寝苦しい夜が続く今日この頃。真夏の暑さを吹き飛ばすべく、3人のお笑い芸人に奇妙な体験について語っていただきました。涼しさとともにほかのなにかがやってこないよう、ご注意ください……
今回の語り手は、お笑いコンビ「マテンロウ」の大トニー。『よしもと本社』での奇妙な体験を語っていただきます。
『机の下から……』
僕の所属している「よしもと」は、廃校になった新宿の小学校を買い取って本社の社屋にしているんですが、ネタの打ち合わせとかもそこでやることがあるんです。
その中のある会議室で、相方とネタ合わせをしていたときの話なんですが、その日僕たちは壁のほうを向いてネタ合わせをしていました。
ひと通り終わって、一息つこうとふっと振り向いたら、後ろにあった机の下から、髪の長い女の人がぬっと出てきたんです。
ちょうど上を向いた状態で、目を見開いて。
思わず「うわーっ!」と叫んでしまったんですが、相方には見えていないので「何? なに?」と慌てているわけです。
でも僕はとにかく怖いので、「一回出よう!」と相方を引っ張って部屋を出ました。
相方に「机の下から女が出てきた……」と話したんですが、彼はやはり見ていないそう。
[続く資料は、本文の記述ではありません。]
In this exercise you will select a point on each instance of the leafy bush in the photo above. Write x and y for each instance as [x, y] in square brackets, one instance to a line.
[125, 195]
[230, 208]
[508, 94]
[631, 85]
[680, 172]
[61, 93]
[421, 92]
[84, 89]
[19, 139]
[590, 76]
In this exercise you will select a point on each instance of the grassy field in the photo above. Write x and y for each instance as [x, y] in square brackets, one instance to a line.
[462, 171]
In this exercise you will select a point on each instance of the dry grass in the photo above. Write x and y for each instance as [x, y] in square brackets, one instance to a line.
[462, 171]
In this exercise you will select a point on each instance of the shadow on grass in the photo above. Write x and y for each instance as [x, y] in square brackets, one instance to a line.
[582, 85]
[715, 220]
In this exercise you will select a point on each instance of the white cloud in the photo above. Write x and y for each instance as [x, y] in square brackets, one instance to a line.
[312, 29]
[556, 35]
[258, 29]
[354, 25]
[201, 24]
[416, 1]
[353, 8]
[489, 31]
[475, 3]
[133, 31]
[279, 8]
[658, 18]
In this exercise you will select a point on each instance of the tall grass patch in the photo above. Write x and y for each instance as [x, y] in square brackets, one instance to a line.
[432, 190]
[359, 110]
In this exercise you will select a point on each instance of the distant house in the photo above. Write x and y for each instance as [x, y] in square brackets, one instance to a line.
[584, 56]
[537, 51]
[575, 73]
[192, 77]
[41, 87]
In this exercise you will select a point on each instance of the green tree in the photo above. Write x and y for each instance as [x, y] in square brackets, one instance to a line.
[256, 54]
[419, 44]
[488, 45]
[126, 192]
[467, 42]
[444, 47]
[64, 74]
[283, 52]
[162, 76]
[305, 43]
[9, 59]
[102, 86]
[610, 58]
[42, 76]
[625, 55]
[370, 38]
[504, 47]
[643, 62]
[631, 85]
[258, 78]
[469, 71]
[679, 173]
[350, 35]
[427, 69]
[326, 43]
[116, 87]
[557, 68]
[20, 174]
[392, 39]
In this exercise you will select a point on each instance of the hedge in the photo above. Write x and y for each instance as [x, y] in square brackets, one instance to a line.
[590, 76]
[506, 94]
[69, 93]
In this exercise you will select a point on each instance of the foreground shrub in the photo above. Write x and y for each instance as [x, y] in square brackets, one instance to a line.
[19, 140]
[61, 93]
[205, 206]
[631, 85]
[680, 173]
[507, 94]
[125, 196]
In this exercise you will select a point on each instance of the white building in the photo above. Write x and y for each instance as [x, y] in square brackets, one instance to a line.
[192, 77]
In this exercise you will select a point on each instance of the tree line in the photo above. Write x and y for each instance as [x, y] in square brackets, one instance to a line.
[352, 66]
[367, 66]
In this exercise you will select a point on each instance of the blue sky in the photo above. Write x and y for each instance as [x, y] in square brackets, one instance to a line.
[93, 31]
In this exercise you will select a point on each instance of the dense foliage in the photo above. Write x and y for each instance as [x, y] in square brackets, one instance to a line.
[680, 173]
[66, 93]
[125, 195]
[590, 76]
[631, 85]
しばらくして部屋の中を見てみたんですが、もういなくなっていました。
その日はバイトがあったので、相方と別れてバイト先のダーツバーに向かいました。
その店の常連で霊感の強い人が一人いるんですが、その日来店するとすぐ僕に「今日女の人の幽霊見たでしょ、髪の長い」って言うんです。
驚いて「なんでわかるんですか?」って聞くと、僕の後ろを指して「いるもん、そこに」と。
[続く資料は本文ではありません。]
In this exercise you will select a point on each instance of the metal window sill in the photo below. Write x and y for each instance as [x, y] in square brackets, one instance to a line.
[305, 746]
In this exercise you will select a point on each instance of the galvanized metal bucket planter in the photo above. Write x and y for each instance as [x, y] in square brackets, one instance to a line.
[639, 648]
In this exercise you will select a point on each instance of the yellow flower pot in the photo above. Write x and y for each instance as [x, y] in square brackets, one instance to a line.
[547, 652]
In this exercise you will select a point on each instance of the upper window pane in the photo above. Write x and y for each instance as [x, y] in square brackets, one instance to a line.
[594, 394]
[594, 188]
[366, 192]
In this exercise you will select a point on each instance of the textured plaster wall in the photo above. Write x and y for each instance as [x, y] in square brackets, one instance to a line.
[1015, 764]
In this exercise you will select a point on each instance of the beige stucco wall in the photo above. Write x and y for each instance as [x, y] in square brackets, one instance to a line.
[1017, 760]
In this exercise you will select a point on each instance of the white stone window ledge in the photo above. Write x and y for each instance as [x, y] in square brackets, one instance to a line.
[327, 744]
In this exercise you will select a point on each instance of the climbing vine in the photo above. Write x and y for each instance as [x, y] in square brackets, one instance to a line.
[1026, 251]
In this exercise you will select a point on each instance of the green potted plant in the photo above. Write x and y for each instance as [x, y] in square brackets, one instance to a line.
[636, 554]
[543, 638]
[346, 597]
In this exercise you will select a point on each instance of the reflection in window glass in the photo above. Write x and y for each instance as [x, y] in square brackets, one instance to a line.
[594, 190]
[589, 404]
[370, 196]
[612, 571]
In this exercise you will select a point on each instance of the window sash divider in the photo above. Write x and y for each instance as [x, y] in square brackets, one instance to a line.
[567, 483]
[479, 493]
すごく怖くなったので、お清めの塩をもらって、閉店後に店の中にその塩をまいて帰りました。
次の日もバイトだったのですが、またそのお客さんが来て「もう店にはいなくなったよ」と言われたので、とりあえず安心していました。
僕が上がり時間になると、その人もちょうど帰るところだったので一緒に店を出て帰ったんです。
そして後日、またその人が来店すると、僕に「まだいるよ、あの子」と言うんです。
「え、いなくなったんじゃなかったんですか?」と聞くと、「塩をまいたから、店に中にはいなくなったけど、店の外にずっといる」と。
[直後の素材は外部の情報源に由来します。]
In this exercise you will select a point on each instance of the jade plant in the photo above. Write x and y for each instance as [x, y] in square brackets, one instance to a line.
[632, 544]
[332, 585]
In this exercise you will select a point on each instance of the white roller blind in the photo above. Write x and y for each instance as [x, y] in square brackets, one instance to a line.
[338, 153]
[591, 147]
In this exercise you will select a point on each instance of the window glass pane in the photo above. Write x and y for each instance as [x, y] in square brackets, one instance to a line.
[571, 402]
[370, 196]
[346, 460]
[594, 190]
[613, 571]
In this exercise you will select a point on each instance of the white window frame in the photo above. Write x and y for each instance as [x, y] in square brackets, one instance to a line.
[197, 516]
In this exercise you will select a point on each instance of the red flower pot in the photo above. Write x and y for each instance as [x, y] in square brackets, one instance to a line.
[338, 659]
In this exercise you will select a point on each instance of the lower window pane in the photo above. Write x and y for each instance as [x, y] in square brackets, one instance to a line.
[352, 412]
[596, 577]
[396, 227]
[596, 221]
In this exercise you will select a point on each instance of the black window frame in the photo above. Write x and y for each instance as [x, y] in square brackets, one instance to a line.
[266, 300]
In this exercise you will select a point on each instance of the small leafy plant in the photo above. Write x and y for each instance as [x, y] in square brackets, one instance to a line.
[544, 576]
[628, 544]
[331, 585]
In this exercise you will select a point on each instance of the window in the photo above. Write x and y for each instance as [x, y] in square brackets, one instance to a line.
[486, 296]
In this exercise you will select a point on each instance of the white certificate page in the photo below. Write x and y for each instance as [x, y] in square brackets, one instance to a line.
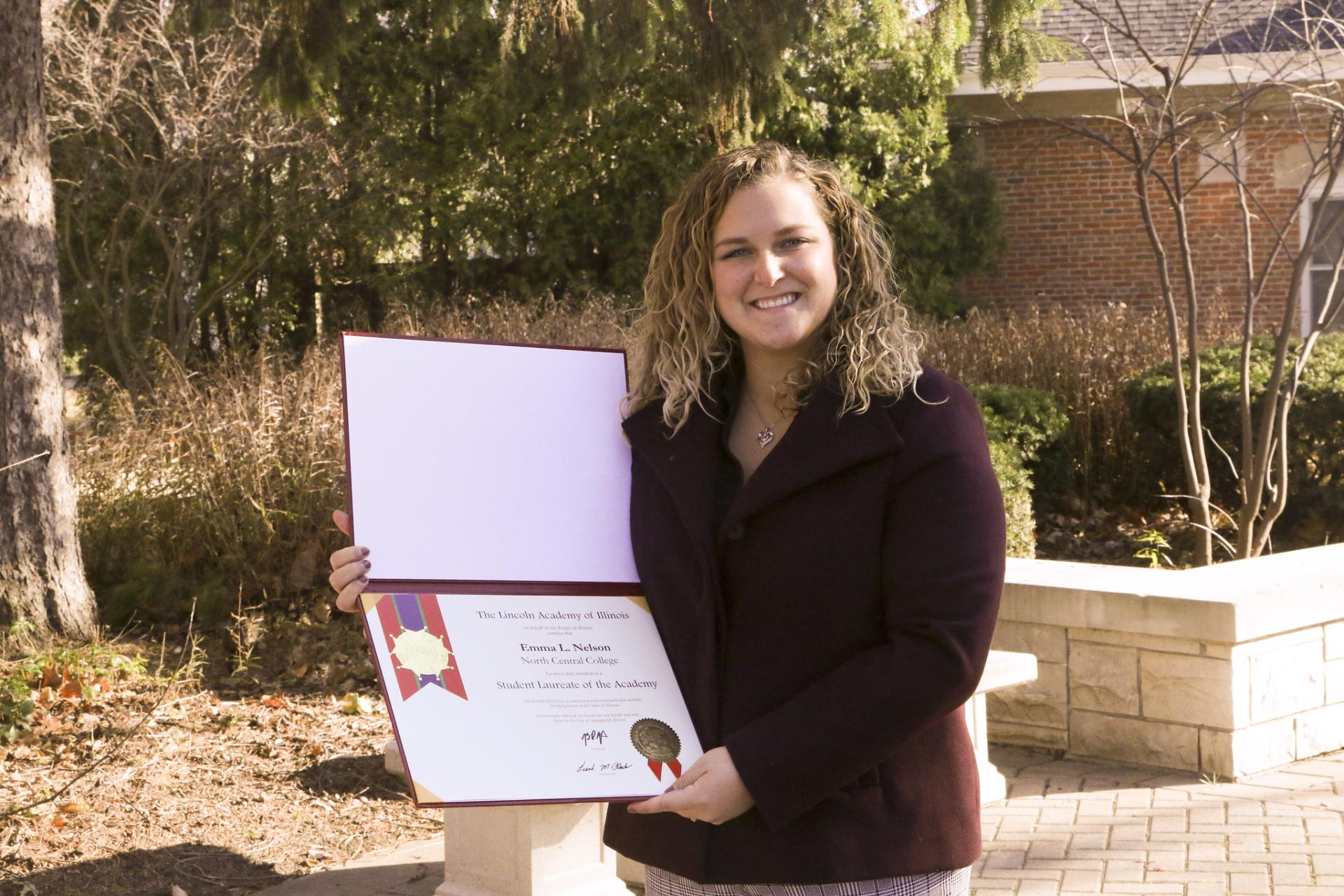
[480, 463]
[528, 699]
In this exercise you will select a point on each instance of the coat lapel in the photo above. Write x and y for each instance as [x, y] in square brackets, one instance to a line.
[815, 447]
[683, 463]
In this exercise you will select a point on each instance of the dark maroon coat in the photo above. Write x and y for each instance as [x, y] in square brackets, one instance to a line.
[827, 634]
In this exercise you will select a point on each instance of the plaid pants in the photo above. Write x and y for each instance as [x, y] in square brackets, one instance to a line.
[939, 883]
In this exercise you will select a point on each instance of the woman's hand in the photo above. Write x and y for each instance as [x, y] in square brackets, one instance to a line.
[350, 568]
[710, 790]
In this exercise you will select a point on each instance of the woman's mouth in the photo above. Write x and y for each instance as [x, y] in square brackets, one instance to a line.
[778, 301]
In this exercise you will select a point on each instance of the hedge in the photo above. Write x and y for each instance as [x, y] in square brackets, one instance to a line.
[1315, 511]
[1028, 447]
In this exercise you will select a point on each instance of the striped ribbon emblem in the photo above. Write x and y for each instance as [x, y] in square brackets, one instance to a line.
[400, 613]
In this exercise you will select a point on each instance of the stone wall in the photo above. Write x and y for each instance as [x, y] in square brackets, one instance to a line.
[1123, 685]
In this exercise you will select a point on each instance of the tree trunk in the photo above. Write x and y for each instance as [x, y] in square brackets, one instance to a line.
[41, 568]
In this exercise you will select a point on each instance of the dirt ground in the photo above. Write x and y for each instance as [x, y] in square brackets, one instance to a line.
[232, 783]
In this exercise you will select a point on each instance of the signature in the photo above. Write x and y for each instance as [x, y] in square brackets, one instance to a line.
[605, 766]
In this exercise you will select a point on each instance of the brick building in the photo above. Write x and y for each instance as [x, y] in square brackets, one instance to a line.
[1075, 235]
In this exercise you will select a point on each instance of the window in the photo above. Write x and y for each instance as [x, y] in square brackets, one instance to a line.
[1322, 270]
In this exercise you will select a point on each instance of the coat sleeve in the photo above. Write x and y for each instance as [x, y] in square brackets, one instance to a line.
[942, 570]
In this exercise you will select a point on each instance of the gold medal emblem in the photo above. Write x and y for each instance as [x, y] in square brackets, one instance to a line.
[421, 652]
[655, 741]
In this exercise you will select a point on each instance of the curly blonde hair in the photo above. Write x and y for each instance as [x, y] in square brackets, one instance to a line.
[679, 343]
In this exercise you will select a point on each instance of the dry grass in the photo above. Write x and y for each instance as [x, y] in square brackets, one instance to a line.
[218, 485]
[1082, 360]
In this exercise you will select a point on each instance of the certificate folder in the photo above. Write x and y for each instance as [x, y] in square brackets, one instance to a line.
[519, 663]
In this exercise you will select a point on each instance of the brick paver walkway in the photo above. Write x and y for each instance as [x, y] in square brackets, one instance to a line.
[1072, 827]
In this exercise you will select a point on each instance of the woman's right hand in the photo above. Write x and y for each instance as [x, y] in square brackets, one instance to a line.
[350, 568]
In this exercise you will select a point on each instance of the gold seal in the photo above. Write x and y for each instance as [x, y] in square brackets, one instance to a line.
[655, 741]
[421, 652]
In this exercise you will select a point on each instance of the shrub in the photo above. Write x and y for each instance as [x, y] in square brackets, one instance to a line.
[1016, 486]
[1082, 360]
[218, 485]
[1028, 445]
[1032, 421]
[1315, 511]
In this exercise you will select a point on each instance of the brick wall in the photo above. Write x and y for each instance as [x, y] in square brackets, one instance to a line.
[1075, 237]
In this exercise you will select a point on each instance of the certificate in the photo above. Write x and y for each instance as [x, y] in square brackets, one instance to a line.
[492, 486]
[503, 699]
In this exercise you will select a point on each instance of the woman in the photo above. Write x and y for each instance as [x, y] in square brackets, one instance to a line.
[820, 538]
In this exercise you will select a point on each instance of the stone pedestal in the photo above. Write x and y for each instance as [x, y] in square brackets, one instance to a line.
[1224, 671]
[527, 850]
[1002, 671]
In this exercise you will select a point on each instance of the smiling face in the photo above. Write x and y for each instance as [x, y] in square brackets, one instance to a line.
[773, 269]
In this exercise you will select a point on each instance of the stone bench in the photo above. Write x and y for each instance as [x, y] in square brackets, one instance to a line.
[558, 850]
[1226, 671]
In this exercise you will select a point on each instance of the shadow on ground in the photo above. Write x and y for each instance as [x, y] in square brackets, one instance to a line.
[200, 869]
[356, 776]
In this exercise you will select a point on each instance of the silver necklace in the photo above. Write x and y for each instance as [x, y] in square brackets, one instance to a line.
[765, 435]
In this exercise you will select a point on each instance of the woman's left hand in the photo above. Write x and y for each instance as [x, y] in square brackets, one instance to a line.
[710, 790]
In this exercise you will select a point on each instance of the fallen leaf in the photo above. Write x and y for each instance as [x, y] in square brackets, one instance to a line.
[356, 704]
[51, 678]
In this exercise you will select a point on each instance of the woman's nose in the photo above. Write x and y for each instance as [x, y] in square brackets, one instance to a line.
[768, 269]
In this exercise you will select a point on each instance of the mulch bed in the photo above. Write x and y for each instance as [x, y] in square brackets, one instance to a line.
[261, 758]
[229, 785]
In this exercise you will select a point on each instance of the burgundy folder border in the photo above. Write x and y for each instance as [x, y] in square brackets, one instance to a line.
[468, 586]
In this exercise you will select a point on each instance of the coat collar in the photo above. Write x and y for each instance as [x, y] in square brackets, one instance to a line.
[818, 445]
この前僕と一緒に帰ったときに気付いたそうなんですが、僕が店を出るとふっと現れて後をついていき、そのまま僕の家に一緒に入っていったそうです。
そして、「今日も店の前に立ってるから、気を付けたほうがいいよ。その霊あんまり良い感じがしないから」と言われました。
ちなみにまだ、除霊に行っていません……。
マテンロウ・大トニー
お笑い芸人。よしもとクリエイティブ・エージェンシー所属。東京都出身。2010年に相方のアントニーと「マテンロウ」を結成。2016年、芸名を「大野大介」から「大トニー」に変更した。中学生の頃から心霊体験をするようになり、怪談ライブやイベントなどにも数多く出演している。